The political ridicule hits a fever pitch anytime the comic duo's brilliantly phrased songs modify the puppet action sequences (you'll be chanting "Team America, F**k Yeah" for days). Kim Jong II exploits the Film Actors Guild (including Alec Baldwin, Tim Robbins, Samuel Jackson and Sean Penn) for his evil schemes while the Team America World Police recruit a Broadway actor to infiltrate an Iraqi terror cell. This all-out adult satire pulls no punches and takes no prisoners.
Sean Penn sent Matt Stone and Trey Parker a personal letter in which he berated them for encouraging young people not to vote if they don’t know anything about the issues or about the candidates. Some irony lies in the fact that Penn had not seen the movie before he sent off his missive that allegedly stated: "I remember several times getting a few giggles out of your humor. I remember not being bothered as you traded on my name among others to appear witty, above it all, and likable to your crowd. I never mind being of service, in satire and silliness. I do mind when anybody who doesn’t have a child, doesn’t have a child at war, or isn’t or won’t be in harm’s way themselves, is encouraging that there’s no shame in not voting if you don’t know what you’re talking about.’ You guys are talented young guys but alas, primarily young guys. All best, and a sincere f*** you, Sean Penn.

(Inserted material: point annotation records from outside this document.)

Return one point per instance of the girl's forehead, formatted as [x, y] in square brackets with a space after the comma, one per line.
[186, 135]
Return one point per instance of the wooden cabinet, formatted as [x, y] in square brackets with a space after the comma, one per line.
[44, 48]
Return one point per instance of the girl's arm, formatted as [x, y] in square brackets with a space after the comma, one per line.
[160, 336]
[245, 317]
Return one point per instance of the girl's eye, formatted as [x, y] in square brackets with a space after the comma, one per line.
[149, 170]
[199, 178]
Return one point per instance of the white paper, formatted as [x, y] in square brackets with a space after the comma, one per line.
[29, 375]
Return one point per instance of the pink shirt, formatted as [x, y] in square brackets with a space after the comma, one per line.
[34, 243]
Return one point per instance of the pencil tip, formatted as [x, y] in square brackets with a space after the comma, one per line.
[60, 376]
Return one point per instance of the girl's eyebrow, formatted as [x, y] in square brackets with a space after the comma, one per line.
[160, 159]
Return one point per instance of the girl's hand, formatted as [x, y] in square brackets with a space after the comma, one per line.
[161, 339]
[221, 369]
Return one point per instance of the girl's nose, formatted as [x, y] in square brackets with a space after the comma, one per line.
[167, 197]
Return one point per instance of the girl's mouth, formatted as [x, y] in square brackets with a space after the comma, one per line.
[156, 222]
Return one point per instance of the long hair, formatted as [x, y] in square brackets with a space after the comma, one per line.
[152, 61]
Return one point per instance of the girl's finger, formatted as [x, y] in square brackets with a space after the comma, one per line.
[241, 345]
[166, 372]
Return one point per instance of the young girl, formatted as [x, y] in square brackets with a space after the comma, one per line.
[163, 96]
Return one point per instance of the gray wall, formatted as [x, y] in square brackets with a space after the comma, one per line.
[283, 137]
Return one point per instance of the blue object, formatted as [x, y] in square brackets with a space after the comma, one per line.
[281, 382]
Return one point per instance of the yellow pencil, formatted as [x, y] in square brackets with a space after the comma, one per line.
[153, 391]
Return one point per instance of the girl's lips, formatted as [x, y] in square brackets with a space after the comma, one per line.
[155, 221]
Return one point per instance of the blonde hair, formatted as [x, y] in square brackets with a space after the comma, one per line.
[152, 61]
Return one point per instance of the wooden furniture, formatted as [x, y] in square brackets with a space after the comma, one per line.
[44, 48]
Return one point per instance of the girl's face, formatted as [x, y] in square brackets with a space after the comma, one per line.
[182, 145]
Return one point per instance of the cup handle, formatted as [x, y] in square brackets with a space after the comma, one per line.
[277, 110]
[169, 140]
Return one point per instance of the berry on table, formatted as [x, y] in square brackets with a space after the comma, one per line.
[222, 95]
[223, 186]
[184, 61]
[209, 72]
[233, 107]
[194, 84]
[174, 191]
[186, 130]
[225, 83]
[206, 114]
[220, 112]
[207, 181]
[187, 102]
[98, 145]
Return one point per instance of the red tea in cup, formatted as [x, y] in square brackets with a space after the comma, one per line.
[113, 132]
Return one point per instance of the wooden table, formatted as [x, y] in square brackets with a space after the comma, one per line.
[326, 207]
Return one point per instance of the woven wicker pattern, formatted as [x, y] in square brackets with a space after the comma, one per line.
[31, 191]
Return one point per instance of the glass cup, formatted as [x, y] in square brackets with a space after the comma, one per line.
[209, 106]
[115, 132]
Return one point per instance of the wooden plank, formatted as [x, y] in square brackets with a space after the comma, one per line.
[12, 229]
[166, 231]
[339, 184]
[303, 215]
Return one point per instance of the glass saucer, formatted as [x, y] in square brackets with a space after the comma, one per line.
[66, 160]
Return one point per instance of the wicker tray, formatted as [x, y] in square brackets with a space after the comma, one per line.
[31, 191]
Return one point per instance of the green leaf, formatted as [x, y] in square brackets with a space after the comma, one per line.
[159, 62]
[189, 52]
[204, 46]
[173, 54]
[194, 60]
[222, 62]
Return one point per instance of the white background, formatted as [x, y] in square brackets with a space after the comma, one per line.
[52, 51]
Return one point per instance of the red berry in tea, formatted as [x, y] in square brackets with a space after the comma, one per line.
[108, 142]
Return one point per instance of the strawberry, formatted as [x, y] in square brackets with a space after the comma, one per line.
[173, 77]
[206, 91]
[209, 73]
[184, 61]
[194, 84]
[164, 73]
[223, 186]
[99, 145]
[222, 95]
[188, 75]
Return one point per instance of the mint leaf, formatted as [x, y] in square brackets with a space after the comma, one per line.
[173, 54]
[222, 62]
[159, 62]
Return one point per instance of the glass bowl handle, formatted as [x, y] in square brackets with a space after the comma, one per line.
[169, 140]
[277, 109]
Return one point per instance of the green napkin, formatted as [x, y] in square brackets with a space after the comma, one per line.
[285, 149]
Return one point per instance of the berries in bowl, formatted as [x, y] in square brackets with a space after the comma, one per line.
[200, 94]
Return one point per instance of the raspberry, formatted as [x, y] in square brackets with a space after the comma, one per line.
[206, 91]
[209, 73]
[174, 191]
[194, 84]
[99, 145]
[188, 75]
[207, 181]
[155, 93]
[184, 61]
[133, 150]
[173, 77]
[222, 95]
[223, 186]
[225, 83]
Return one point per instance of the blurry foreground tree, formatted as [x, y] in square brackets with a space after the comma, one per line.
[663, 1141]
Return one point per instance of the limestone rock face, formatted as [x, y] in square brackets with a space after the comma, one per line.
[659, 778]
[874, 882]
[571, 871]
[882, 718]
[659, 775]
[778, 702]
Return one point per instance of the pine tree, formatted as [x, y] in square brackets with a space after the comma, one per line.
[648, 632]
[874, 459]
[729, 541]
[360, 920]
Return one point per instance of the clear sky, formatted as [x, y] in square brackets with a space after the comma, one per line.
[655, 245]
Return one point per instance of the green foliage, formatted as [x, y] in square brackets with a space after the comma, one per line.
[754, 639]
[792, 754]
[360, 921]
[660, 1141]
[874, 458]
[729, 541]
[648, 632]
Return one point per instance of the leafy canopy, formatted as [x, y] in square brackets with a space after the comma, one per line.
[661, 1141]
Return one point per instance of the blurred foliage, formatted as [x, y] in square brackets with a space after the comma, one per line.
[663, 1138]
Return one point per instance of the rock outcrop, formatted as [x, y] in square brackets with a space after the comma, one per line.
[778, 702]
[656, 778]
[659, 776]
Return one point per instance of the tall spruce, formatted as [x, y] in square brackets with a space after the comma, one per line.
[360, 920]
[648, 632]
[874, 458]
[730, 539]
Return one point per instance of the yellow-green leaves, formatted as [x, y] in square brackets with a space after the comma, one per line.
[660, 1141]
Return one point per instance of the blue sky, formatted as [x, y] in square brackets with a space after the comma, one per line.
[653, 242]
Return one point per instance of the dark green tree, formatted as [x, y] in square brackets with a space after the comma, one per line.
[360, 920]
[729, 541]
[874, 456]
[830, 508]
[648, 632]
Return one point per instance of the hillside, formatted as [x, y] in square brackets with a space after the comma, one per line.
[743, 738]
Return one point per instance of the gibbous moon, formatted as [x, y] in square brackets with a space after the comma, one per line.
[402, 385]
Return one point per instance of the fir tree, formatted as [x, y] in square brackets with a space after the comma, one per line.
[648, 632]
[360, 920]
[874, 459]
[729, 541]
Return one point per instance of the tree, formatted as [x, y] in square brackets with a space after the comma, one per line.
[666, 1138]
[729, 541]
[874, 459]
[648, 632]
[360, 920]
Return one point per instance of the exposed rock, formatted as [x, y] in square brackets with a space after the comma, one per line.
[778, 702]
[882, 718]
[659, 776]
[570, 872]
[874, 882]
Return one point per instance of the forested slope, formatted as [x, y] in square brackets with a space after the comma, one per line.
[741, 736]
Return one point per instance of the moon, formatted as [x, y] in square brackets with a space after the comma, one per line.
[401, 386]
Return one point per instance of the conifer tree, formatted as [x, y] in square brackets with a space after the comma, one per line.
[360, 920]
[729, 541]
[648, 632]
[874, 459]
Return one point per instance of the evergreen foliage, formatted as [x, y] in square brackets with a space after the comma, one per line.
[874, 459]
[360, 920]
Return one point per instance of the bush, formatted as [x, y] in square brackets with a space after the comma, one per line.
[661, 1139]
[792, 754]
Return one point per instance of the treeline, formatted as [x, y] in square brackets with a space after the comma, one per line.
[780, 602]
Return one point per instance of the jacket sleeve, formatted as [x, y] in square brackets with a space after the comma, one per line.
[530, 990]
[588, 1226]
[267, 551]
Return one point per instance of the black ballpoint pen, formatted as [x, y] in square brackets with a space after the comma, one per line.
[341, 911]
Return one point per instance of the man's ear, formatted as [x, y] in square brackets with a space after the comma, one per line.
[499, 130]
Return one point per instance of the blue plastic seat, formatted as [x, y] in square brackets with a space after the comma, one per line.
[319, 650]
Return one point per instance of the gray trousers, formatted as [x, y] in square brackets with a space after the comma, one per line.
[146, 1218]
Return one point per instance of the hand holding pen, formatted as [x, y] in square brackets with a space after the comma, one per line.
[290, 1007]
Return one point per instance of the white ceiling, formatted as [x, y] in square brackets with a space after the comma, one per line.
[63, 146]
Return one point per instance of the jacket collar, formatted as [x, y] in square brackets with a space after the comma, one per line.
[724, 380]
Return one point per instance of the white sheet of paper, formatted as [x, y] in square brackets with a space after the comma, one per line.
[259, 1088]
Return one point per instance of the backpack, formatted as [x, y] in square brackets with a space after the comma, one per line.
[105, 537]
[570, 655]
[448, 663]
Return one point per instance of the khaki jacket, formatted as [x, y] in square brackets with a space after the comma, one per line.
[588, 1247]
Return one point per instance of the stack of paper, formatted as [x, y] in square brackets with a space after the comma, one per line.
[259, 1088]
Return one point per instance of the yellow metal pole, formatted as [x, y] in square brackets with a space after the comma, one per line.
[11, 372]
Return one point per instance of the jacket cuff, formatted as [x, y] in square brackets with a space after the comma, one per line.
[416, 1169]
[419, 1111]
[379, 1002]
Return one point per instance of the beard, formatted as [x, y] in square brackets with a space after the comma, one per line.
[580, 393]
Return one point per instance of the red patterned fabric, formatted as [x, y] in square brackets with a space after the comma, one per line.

A larger irony lies in Penn’s overstated defense of "children" before turning the tables on himself by attempting to insult Stone and Parker for being "primarily young guys." Upon close examination, you realize that Penn’s ham-fisted letter actually supports Stone and Parker’s assertion. Penn’s comment, about Stone and Parker not being in "harm’s way," ignores the endless personal attacks and threats that the purposefully non-glamorous duo have suffered as a result of their comic contributions.
The greatest gift that Matt Stone and Trey Parker possess is their inexhaustibly childish and brash approach to big issues. Although they’ve said in interviews that "Team America: World Police" mocks terrorists rather than the war on terror, the film rightfully does off-handedly ridicule Bush’s "war on terror." It slyly acknowledges the truth of multinational global corporate oppression: that there is no and can be no such thing as a war on terror, just as there can be no war on the desperation that drives ostracized people from committing any act of abysmal desperation.
When our puppet commandos kick off "Team America" by killing a group of Muslim terrorists in Paris, they consequently destroy the Louvre killing French civilians like so much inevitable collateral damage. It’s no accident that the French are the first to suffer at the hand of America’s fraternity-minded group of mercenary heroes, complete with ammo belts hung across their chests to preclude any confusion about the heroes’ agenda.
The liberal doses of crude vulgarity that Stone and Parker smear over everything they do is a keen equalizer that goes much deeper than party lines or class striations. The purely filthy satire enters your central nervous system in coded systems of pop culture references that expand in your sub conscious. It’s a thoroughly integrated brand of intoxicating anti-propaganda that sparks from everything you already know on an intrinsic level. Think of it as comedy by osmosis.
No quarter is given to corporate shills like George Bush or John Kerry, or to puppet enemies like Osama or Hussein. Instead the filmmakers go right for the jugular of North Korea’s Kim Jong Il as a lonely dictator baddie who feeds UN Weapons Inspector Hans Blix to a shark. That scene won’t stick in your memory as much as the much-debated hilarious puppet sex scene, but the film’s final explanation of the world’s problems as based on assh*les, Puss**s, and di*ks, surely will.